Meine Hinfälligkeit hat mich erst heute, d 6/2 44 diese wenigen Zeilen schließen lassen! –



Dieser Brief ist die Antwort auf den derzeit verschollenen Brief Spohr an Lueder, 03.02.1844. Der nächste erschlossene Brief dieser Korrespondenz ist Spohr an Lueder, 08.03.1844.

[1] Vgl. „Ich war um einen Titel der Ouverture verlegen. Die hiesigen musikalischen Freunde meinten zwar, sie passe ihrem Inhalte nach zur ,Braut von Messina’.“ (Spohr an Felix Mendelssohn Bartholdy, 23.01.1843).
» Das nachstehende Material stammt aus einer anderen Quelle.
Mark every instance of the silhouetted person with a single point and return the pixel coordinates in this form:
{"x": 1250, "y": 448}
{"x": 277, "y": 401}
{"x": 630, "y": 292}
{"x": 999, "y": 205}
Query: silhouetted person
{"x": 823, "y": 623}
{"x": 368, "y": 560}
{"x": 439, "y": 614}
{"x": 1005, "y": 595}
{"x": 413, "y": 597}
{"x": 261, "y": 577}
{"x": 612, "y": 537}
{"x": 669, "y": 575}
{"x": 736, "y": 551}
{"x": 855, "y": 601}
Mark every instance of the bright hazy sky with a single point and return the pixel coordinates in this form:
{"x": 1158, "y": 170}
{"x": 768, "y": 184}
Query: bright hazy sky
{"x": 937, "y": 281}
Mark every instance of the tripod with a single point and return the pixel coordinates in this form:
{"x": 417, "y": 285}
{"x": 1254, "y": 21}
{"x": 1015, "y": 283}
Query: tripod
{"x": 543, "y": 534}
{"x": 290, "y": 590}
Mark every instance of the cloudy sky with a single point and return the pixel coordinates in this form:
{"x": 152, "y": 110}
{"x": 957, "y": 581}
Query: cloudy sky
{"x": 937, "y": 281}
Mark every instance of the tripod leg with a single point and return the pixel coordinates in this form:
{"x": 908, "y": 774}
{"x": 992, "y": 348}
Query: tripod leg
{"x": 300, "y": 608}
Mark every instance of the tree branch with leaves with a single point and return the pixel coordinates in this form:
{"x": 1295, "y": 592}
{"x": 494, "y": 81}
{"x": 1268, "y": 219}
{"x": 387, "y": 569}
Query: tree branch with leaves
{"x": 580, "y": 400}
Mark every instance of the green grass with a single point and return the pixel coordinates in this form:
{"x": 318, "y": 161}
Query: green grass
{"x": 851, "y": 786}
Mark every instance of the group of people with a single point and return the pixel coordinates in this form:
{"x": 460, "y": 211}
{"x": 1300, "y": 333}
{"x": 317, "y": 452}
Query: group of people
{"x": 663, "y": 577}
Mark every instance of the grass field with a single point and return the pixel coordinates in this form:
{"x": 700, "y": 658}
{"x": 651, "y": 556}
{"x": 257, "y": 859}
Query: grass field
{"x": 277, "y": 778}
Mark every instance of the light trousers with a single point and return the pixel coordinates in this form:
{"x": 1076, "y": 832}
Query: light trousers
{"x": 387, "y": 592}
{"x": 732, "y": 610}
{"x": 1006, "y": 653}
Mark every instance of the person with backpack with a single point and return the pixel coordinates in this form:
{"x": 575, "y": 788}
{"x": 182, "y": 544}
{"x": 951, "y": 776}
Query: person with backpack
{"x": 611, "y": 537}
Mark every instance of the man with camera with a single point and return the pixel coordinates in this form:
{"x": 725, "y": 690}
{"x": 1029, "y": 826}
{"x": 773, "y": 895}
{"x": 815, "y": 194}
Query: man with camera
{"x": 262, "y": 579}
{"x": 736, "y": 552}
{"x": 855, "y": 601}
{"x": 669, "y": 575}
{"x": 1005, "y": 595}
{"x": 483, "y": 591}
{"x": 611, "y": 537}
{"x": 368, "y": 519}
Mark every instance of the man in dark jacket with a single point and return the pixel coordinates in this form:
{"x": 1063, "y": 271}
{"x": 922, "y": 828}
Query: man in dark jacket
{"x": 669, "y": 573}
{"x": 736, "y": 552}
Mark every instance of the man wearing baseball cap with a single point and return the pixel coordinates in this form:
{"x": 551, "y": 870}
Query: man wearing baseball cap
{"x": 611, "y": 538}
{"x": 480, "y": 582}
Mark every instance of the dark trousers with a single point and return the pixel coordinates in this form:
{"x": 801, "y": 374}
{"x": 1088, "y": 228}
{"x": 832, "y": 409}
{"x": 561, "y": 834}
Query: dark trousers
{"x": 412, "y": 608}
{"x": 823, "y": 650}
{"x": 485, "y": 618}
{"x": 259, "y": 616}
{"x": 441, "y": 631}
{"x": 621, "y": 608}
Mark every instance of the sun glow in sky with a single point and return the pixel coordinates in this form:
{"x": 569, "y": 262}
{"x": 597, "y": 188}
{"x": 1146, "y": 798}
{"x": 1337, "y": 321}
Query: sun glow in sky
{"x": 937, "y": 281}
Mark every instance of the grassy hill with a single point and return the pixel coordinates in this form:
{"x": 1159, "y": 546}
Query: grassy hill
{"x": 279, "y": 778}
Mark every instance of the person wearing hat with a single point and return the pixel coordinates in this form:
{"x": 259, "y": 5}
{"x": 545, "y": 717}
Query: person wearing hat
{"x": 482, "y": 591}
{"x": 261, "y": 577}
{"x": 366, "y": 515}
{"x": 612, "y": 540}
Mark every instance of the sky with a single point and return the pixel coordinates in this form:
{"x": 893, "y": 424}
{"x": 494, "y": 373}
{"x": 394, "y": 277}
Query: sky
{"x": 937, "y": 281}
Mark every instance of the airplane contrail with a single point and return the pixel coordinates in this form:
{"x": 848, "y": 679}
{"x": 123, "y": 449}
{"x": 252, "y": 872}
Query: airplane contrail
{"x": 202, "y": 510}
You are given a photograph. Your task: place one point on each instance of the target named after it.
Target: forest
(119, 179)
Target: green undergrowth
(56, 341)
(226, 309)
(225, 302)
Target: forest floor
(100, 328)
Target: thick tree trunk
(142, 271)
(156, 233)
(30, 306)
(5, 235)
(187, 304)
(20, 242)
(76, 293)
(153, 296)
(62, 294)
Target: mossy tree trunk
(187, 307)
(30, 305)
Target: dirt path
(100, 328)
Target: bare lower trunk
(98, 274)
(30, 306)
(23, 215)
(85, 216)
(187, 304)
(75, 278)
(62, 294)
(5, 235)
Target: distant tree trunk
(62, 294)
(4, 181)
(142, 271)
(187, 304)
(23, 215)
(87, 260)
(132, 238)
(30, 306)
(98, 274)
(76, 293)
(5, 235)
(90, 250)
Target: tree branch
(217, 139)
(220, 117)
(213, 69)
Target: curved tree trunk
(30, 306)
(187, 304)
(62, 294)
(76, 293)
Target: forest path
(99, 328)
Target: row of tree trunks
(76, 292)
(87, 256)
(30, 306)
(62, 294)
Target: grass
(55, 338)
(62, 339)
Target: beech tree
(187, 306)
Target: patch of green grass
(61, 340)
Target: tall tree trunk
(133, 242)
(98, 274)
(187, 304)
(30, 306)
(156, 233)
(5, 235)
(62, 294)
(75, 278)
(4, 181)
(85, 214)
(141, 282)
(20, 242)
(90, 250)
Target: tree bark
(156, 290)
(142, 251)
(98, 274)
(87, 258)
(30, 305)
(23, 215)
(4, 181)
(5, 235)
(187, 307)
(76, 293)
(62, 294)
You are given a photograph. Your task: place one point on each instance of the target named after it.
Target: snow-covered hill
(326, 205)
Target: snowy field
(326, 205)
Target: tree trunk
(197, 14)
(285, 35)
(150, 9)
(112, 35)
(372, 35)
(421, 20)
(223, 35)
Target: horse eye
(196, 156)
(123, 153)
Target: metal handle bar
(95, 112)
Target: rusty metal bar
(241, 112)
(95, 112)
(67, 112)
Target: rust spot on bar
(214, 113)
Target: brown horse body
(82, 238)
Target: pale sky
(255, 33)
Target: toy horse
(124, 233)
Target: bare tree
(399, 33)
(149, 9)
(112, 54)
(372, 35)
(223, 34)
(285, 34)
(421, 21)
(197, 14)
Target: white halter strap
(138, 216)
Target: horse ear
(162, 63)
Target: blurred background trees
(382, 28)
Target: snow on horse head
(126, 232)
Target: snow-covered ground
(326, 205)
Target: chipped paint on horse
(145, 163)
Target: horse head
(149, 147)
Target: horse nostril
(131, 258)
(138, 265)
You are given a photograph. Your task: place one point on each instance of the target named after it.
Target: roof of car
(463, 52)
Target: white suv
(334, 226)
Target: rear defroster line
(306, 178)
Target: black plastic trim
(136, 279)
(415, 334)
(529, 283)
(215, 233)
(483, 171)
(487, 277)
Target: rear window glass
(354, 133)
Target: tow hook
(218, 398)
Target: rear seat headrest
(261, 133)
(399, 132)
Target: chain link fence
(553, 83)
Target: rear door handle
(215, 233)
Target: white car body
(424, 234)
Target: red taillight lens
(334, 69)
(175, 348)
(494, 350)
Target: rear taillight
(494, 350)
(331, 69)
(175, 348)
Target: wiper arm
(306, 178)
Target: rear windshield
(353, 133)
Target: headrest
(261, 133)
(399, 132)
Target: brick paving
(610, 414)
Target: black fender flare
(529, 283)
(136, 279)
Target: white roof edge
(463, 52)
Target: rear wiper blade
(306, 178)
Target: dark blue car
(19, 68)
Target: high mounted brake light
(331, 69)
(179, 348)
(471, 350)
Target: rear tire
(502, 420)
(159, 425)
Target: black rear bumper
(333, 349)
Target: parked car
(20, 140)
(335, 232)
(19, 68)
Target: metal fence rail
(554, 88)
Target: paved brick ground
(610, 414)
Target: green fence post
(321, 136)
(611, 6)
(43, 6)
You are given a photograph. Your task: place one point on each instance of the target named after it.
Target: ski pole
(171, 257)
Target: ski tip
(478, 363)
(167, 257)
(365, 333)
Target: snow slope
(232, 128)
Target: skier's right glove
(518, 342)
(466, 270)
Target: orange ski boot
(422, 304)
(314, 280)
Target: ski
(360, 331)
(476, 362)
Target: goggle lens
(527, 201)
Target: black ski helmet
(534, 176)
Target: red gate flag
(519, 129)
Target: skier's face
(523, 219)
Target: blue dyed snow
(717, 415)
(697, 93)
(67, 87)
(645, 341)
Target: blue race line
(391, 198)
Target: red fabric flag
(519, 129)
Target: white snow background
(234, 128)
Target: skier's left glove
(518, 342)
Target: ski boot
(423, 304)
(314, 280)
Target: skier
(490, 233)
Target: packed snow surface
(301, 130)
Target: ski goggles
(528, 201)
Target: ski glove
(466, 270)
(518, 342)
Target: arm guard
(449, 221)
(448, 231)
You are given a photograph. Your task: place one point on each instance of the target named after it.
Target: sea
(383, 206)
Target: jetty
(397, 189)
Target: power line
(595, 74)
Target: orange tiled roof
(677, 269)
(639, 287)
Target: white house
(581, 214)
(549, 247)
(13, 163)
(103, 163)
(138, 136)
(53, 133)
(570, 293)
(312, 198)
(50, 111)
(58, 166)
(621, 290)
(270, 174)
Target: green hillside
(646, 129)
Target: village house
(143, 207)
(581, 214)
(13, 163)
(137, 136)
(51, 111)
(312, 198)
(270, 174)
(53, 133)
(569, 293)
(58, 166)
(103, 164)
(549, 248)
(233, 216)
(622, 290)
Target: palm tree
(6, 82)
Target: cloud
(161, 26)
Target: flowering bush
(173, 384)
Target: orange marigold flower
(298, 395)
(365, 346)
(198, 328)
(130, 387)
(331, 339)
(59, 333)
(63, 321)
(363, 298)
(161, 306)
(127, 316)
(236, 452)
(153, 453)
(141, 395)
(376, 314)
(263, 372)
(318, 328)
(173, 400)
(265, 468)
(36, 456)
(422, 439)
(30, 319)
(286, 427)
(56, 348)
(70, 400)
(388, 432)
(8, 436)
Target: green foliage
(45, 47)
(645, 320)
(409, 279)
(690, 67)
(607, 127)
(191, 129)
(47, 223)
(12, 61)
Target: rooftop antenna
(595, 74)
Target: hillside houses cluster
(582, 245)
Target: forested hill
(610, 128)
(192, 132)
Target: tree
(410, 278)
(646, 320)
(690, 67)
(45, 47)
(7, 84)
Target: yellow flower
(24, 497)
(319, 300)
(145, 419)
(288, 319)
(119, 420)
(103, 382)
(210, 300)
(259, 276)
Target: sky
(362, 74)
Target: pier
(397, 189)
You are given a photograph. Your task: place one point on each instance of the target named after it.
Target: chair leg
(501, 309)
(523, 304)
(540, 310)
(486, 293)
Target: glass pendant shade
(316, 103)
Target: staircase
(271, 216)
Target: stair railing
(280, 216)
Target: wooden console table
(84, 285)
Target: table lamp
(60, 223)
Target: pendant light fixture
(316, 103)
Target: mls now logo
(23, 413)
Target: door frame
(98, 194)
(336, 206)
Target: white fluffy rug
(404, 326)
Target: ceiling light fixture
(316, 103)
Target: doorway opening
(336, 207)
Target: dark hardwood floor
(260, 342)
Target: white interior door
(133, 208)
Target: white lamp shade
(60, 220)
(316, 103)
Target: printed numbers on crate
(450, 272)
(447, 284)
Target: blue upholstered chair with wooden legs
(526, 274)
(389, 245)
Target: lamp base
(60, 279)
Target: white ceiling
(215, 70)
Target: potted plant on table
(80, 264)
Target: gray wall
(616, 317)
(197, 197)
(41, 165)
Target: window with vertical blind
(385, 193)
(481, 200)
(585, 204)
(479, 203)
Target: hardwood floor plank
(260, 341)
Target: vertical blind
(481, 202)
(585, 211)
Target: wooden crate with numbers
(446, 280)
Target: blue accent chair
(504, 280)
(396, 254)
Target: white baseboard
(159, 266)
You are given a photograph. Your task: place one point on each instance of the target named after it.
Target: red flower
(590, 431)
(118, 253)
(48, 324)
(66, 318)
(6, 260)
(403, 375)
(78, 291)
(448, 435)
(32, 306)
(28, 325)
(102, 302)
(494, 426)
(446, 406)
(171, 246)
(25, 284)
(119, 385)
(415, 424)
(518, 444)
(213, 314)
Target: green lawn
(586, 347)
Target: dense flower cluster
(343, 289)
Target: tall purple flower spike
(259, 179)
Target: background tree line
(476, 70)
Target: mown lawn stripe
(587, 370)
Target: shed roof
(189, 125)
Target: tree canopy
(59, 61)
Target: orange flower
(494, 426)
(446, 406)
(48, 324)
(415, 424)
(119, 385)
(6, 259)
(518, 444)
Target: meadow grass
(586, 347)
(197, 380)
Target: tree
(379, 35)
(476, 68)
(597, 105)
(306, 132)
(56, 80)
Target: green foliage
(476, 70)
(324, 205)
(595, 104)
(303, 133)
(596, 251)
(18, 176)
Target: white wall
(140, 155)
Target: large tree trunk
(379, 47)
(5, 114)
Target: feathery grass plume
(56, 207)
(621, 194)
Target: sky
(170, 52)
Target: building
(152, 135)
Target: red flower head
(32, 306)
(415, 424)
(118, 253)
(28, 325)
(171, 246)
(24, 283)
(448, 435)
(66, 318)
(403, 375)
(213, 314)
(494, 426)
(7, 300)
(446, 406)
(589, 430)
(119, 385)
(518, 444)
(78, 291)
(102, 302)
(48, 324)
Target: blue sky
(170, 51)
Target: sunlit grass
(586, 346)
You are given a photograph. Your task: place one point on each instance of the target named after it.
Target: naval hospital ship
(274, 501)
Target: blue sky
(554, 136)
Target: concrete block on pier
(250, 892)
[2] Zum Konzert am 07.02.1844 vgl. O[tto] K[raushaar], „Cassel, im April 1844“, in: Allgemeine musikalische Zeitung 46 (1844), Sp. 321-324 und 333-337, hier Sp. 321f.;

[3] Hier ein Wort gestrichen („Sie“?).

[4] Zu den Auftritten von Willmers und Prume vgl. „Hannover“, in: Neue Zeitschrift für Musik 20 (1844), S. 80.

[5] Vgl. „Hannover, den 7ten April“, in: ebd., S. 139.

[6] Hier gestrichen: „wird“.

Kommentar und Verschlagwortung, soweit in den Anmerkungen nicht anders angegeben: Karl Traugott Goldbach (12.03.2021).